Friday, July 13, 2007

Misunderestimated, again

Others have ably dismantled Kimberly Kagan's unconvincing defense of the Kagan Family Surgeshow, but I found this bit particularly amazing:

The larger aim of the new strategy is creating an opportunity for Iraq's leaders to negotiate a political settlement. These negotiations are underway. Iraqi Prime Minister Nouri al-Maliki is attempting to form a political coalition with Amar al-Hakim and Kurdish political leaders, but excluding Moqtada al-Sadr, and has invited Sunnis to participate. He has confronted Moqtada al-Sadr for promoting illegal militia activity, and has apparently prompted this so-called Iraqi nationalist to leave for Iran for the second time since January.

“So-called Iraqi nationalist”? Sadr is unique among Shi'i leaders in that his nationalist credentials are not in any serious dispute. His representatives relentlessly hammer at the fact that while many other Shi'i leaders, most notably the Hakims, chose the safety of exile, the Sadrs stayed in Iraq, and were executed for their activism. This is one of the main sources of Muqtada's political strength: He stayed and suffered with his fellow Iraqis. SCIRI was renamed SIIC and realigned away from Khameini and toward Sistani for exactly this reason, to make up for its nationalist deficit vis a vis Sadr, and combat the perception that it is an Iranian instrument.

I don't know how I can say this any more clearly: There will be no settlement in Iraq without Sadr. It's almost comical how many times Muqtada has gone to ground, and the usual suspects have declared him politically dead, over, dealt with.

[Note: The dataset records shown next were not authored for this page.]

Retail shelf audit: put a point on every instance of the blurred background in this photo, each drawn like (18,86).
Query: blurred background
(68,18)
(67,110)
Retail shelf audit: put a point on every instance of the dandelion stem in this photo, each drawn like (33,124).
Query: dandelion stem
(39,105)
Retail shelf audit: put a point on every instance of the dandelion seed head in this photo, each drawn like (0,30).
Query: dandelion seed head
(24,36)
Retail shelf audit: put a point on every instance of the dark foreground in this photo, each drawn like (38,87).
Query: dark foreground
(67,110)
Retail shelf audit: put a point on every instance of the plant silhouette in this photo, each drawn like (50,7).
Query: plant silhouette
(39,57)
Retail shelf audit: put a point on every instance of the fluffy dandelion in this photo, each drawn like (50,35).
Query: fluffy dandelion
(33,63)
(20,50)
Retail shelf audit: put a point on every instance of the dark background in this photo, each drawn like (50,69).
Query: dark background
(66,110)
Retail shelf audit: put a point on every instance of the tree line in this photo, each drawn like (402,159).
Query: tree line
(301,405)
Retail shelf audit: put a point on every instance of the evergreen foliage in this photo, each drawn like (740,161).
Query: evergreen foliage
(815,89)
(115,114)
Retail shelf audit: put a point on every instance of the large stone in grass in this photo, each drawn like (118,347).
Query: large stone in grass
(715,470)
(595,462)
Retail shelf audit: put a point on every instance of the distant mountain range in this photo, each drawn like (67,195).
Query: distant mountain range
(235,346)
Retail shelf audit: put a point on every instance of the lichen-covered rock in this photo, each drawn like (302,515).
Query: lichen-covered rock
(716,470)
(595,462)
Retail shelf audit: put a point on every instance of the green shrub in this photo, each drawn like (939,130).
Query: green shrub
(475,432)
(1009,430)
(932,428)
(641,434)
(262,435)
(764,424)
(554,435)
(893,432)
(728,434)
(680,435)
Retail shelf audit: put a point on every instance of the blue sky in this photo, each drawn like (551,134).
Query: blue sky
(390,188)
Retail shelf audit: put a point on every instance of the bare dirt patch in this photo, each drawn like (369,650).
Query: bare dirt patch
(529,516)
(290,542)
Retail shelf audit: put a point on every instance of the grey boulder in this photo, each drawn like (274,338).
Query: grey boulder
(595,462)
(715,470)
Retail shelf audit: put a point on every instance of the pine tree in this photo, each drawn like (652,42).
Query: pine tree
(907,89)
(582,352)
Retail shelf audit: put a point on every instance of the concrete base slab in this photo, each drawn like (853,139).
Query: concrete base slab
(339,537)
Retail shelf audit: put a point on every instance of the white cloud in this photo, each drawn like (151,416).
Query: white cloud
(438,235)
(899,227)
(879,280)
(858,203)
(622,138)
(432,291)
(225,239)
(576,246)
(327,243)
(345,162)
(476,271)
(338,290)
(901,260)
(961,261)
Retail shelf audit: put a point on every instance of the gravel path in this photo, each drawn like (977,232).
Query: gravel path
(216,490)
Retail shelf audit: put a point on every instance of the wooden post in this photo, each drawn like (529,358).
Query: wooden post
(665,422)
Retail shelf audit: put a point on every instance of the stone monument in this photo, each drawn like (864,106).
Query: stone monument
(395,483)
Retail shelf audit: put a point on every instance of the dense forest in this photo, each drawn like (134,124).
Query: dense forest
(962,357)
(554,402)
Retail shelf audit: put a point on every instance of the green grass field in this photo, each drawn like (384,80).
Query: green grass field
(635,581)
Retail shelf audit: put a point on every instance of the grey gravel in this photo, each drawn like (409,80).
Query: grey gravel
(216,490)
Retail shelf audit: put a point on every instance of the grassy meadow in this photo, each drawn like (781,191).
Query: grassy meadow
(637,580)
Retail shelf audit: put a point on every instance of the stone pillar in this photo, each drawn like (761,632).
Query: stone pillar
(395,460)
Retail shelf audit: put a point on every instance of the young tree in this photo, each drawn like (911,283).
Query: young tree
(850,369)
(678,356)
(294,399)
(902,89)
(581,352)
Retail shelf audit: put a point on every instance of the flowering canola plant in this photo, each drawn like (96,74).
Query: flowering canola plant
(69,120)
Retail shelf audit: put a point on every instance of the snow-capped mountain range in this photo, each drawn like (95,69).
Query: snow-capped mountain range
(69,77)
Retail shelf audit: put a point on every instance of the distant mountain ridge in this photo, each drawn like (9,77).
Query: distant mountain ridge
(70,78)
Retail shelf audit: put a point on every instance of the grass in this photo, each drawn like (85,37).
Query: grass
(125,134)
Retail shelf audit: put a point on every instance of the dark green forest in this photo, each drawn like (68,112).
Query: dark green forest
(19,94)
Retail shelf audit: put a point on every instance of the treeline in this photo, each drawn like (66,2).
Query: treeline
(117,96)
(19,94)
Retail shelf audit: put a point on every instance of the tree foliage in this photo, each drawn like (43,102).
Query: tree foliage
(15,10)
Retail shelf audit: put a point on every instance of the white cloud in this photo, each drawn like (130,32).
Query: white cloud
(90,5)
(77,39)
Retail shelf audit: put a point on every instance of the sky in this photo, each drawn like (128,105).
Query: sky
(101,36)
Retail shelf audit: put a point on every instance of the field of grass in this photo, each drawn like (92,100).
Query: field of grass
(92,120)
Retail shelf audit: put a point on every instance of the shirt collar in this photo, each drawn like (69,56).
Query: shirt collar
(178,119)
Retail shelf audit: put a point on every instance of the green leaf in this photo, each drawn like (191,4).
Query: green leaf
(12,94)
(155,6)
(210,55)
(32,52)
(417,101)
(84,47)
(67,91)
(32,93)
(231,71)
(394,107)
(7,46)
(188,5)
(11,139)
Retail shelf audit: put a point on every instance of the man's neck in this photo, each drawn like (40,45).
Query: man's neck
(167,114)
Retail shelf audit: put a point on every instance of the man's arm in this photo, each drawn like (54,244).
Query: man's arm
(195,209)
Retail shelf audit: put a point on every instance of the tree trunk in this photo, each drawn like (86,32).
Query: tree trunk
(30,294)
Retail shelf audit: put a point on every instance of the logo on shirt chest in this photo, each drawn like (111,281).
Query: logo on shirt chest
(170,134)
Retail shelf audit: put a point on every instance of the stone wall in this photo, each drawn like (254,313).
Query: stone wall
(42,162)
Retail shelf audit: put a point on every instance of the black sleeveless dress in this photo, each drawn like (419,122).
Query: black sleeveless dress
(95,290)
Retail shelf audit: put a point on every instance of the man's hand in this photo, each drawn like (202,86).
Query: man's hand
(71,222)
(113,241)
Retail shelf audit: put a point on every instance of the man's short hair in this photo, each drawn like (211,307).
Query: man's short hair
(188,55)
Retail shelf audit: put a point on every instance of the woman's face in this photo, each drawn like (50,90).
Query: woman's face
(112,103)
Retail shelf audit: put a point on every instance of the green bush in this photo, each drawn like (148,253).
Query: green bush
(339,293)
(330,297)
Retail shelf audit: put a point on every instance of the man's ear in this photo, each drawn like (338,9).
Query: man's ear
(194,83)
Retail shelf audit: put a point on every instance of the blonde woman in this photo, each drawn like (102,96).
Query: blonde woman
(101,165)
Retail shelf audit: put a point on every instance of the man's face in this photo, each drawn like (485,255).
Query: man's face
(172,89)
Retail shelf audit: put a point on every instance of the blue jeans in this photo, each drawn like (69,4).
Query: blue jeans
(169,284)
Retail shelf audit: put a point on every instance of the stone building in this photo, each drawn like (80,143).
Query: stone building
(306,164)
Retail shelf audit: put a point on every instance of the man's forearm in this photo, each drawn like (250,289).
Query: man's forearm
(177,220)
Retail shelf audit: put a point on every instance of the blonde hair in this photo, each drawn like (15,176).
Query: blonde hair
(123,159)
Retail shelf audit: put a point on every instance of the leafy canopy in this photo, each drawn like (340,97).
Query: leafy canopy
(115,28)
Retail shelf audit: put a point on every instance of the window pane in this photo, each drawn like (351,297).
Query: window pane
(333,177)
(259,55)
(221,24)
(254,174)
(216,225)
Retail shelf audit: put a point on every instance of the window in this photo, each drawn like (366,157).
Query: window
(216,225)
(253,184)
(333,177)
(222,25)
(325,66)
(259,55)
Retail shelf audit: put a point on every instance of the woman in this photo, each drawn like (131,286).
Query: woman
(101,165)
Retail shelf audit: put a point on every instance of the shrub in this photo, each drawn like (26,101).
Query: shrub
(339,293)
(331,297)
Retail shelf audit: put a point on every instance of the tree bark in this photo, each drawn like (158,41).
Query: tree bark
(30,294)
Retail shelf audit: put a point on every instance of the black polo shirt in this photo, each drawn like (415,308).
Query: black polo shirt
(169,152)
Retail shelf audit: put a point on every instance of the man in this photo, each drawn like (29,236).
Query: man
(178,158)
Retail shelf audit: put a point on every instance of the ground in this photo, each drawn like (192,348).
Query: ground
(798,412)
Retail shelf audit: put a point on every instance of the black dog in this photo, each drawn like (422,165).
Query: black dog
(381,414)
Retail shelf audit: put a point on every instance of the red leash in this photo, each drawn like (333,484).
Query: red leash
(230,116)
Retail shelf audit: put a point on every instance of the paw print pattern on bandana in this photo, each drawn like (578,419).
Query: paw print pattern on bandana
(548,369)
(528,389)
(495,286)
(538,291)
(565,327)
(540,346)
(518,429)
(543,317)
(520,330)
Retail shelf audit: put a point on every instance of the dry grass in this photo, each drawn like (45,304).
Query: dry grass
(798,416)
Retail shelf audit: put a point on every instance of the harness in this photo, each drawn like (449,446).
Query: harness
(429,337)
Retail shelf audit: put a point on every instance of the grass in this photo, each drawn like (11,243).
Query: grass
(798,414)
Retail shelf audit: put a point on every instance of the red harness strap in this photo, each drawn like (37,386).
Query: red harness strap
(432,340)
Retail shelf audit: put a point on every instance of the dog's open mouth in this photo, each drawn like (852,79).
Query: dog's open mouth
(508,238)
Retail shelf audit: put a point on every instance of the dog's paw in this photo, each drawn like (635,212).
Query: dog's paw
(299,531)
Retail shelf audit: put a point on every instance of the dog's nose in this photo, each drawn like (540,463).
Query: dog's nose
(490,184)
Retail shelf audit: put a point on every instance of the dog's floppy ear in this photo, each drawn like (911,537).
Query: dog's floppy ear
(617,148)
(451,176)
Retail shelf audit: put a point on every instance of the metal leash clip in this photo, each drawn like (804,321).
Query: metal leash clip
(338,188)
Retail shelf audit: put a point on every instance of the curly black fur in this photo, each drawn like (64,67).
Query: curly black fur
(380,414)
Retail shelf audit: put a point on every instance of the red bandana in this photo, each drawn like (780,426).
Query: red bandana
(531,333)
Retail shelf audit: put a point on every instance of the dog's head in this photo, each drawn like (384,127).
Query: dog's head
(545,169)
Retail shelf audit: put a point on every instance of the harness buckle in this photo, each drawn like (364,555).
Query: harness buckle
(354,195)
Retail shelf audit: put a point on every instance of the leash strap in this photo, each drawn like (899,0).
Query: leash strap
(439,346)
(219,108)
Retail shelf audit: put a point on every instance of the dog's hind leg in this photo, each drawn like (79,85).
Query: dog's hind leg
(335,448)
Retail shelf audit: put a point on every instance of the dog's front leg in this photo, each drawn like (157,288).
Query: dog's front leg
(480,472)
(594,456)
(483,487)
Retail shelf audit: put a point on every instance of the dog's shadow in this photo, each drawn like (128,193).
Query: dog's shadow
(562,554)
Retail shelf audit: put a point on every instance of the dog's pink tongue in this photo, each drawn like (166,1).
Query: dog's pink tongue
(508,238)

After four years of trying to marginalize Sadr, crowing every time he suffers a perceived setback, and running home for dinner every time he returns, stronger, more defiant, with bigger crowds, and even more juice than before, we must understand that A) Muqtada al-Sadr represents a genuine and extremely formidable Iraqi constitutency, one with organizational roots that go back decades, B) The survival of the Iraqi government, and probably of the Iraqi state, depends to a great extent on the government’s accommodation of that movement, and C) After four long years, the people defending Bush's Iraq policy apparently still don’t know very much about Iraq.